[Foundation-l] Wikimedia Kosovo Chapter? Re: Fwd: SFK100 Press Release

Thomas Dalton thomas.dalton at gmail.com
Mon Sep 27 17:13:06 UTC 2010


On 27 September 2010 10:14, Gerard Meijssen <gerard.meijssen at gmail.com> wrote:
> Hoi,
> I doubt very much that political considerations should be part of the set up
> of a chapter. Asking the Serbian chapter for an opinion is fine. Giving them
> a vote on this is not. Given that Kosovo is a separate jurisdiction means
> that it fulfils the basic requirement. Given that Hong Kong and New York
> have chapters the case for Kosovo to have a chapter is at least as strong if
> not stronger.

I don't think we can avoid political considerations. Either we
consider Kosovo independant, in which case it can have a chapter
without the approval of the Serbian chapter, or we consider it part of
Serbia, in which case they are proposing the creation of a
sub-national chapter within the jurisdiction of an existing chapter
and the Chapters Agreement between the WMF and WMRS gives WMRS at
least the right to be consulted if not veto power (when WMUK was
negotiating our chapters agreement, we got it changed from
consultation to consent, I don't know what WMRS's agreement says).

If WMRS gives consent, then it doesn't really matter (although, my
standing objection to sub-national chapters could apply, but at the
moment we do allow them so we should do so consistantly).
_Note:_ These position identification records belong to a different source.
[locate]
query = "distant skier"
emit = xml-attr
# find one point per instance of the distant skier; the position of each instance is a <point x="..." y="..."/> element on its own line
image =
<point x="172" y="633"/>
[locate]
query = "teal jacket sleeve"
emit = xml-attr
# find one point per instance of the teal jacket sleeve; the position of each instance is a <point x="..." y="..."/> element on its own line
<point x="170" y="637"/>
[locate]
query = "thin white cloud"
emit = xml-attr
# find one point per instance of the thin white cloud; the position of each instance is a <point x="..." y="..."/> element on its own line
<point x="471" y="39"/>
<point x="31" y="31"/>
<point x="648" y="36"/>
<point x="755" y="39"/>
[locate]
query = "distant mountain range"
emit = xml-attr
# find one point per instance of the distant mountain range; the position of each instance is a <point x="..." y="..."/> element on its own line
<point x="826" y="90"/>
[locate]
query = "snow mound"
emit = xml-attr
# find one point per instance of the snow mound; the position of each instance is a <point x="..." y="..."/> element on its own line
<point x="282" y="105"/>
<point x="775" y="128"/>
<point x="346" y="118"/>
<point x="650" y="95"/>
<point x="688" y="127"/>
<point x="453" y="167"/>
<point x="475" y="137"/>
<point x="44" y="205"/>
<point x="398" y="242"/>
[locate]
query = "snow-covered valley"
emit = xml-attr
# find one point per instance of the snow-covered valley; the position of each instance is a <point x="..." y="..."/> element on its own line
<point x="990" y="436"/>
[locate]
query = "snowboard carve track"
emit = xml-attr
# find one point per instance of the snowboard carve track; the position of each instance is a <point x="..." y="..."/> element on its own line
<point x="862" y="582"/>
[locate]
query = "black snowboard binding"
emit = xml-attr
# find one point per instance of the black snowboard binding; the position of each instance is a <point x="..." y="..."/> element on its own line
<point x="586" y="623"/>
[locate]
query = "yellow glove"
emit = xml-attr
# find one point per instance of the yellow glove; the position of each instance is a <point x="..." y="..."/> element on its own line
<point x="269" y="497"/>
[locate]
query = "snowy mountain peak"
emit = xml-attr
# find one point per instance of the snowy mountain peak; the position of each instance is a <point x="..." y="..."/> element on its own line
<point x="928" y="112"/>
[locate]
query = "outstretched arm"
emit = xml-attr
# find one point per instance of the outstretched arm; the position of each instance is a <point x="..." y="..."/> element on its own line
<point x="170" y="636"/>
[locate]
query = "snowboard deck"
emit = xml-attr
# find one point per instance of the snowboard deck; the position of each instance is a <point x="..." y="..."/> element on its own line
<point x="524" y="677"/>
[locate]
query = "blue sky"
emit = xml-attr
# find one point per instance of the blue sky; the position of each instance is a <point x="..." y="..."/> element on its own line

If WMRS
refuses to give consent (even if their agreement only gives them the
right to be consulted, I would advise against consulting them and then
disregarding their views) then we need to actually decide where we
fall on the whole Kosovan independance issue. I, for one, don't want
to decide where I fall on that issue, but I would be inclined to say
that we should go with UN membership as the final arbiter of country
status (and Kosovo is not yet a UN member). UN membership is not a
perfect arbiter, but it is simple and far more neutral than any other
option I can think of.

If the Kosovans are willing to wait, it would be make our lives much
easier if we wait until the international community makes up their
minds, but that could take a while (it's been 2.5 years already).